Messaggio da adolfopercelsi »

da a.p.)

Ciao Pierpaolo..Che cosa io pensi del TIT3 lo troverai, forse per caso, in qualche mia proposizione peregrina, qua e là..
La mia posizione, anche se solitaria ma tenace e che alla fine vincerà.(Presuntuoso!)
Il TIT3 è' inaccettabile...
dal punto di vista perdita genetica di cromosomi dei fuchi, che dovrebbero essere più svariati che si può, come pare la Natura abbia stabilito.
Geneticamente, quindi,sempre forse solo per me, è più dannoso della varroa!

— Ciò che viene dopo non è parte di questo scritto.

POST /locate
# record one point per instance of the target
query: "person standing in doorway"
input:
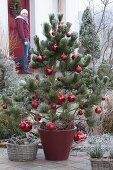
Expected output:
(23, 32)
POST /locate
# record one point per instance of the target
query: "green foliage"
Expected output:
(96, 152)
(89, 40)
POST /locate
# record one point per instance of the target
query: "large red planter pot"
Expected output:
(57, 144)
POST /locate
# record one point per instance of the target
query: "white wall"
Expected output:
(3, 24)
(70, 10)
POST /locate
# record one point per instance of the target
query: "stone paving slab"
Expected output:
(76, 161)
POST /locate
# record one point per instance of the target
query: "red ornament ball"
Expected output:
(78, 69)
(98, 110)
(35, 104)
(39, 58)
(80, 112)
(22, 125)
(103, 98)
(48, 71)
(54, 47)
(51, 126)
(37, 117)
(53, 106)
(71, 98)
(79, 136)
(22, 116)
(4, 106)
(68, 34)
(73, 56)
(63, 57)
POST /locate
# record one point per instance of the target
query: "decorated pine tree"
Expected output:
(89, 40)
(66, 91)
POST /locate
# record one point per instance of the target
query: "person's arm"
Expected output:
(21, 29)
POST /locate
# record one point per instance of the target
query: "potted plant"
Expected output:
(22, 148)
(65, 92)
(98, 161)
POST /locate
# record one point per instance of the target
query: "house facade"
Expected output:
(39, 11)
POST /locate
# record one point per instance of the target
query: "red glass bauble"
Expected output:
(4, 106)
(53, 106)
(98, 110)
(39, 58)
(78, 69)
(79, 136)
(37, 117)
(73, 56)
(54, 47)
(63, 57)
(68, 34)
(51, 126)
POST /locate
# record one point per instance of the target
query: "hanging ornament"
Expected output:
(68, 34)
(35, 104)
(53, 33)
(51, 126)
(22, 116)
(61, 99)
(103, 98)
(54, 47)
(34, 97)
(63, 57)
(74, 56)
(78, 69)
(37, 117)
(39, 58)
(80, 112)
(53, 106)
(22, 125)
(48, 71)
(71, 98)
(79, 136)
(98, 110)
(4, 106)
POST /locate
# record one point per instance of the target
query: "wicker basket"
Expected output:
(22, 152)
(101, 164)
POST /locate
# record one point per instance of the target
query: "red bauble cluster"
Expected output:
(53, 33)
(63, 57)
(55, 47)
(35, 104)
(22, 115)
(80, 112)
(34, 97)
(73, 56)
(37, 117)
(61, 99)
(71, 98)
(98, 110)
(4, 106)
(79, 136)
(68, 34)
(78, 69)
(48, 71)
(53, 106)
(51, 126)
(39, 58)
(25, 126)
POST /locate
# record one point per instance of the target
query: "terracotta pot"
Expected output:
(57, 144)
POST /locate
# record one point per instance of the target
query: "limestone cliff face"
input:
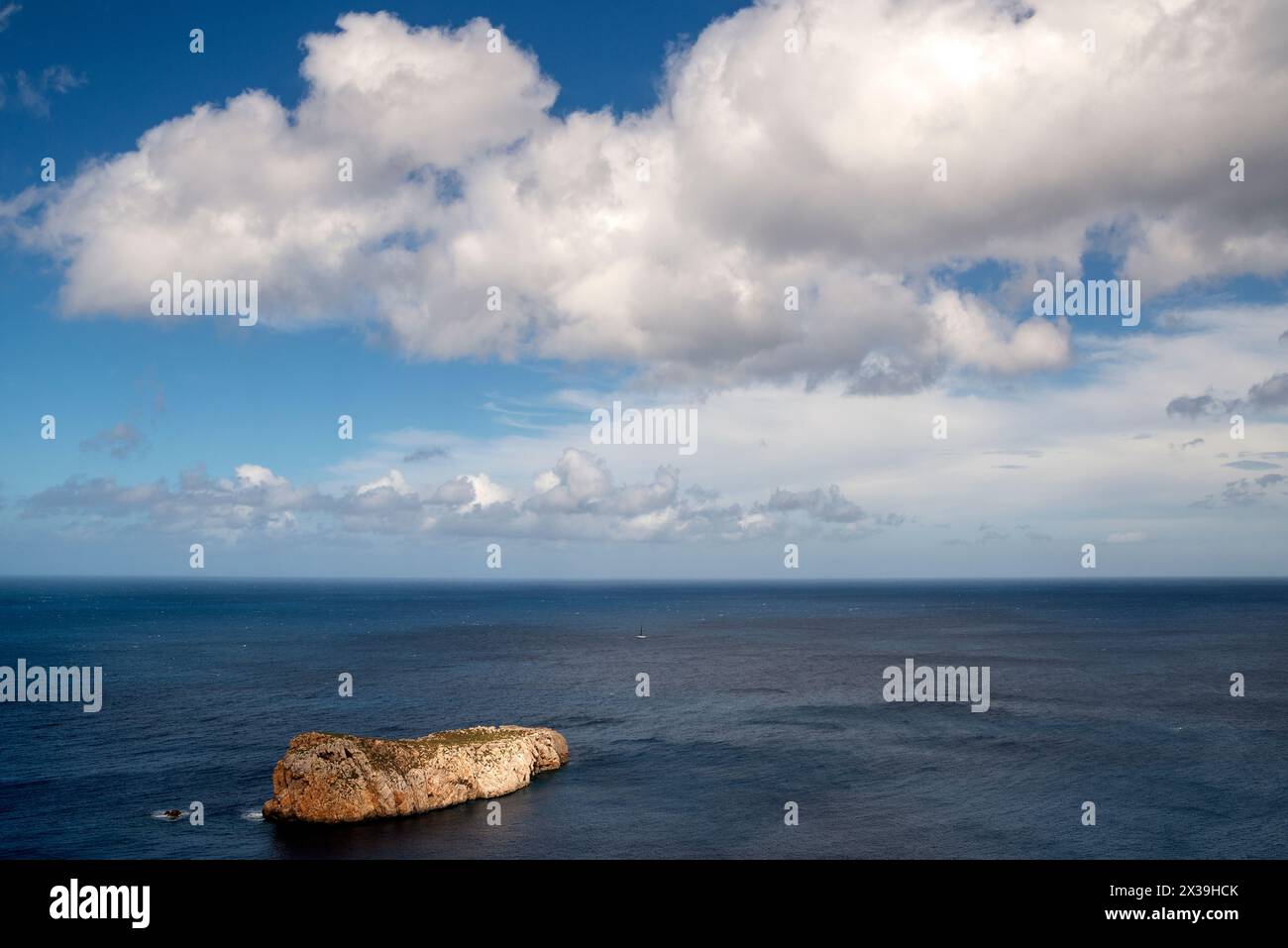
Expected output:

Oggi, non solo a te... e senza alcuna "cattiveria" supponente, ricordo solo l'essenziale

Si capirà sùbito come si prolunghi questa "forma tranciapolli" anche quando non ce n'è bisogno..
Il periodo eventuale per chi volesse a tutti i costi ricorrervi,

è quello tra aprile e luglio.
Da rimuovere e distruggere dopo la loro opercolatura

Ora, tu capisci, siamo già a settembre!
Da me, quest'anno, vedi voce "Fuchi espulsi in massa già il 15 luglio" in La salute delle api
--
Per telaio-equatore( non "equatoriale",sempre ad alta temperatura?. Scherzo!)

Se hai tempo vedi Telaio-equatore
Buona lettura
pier
paolo
--
E' stato un piacere raccontarti già qualcosa
Un saluto a tutto il Forum
(a.p.)
Ultima modifica di adolfopercelsi il 13/09/2011, 20:01, modificato 1 volta in totale.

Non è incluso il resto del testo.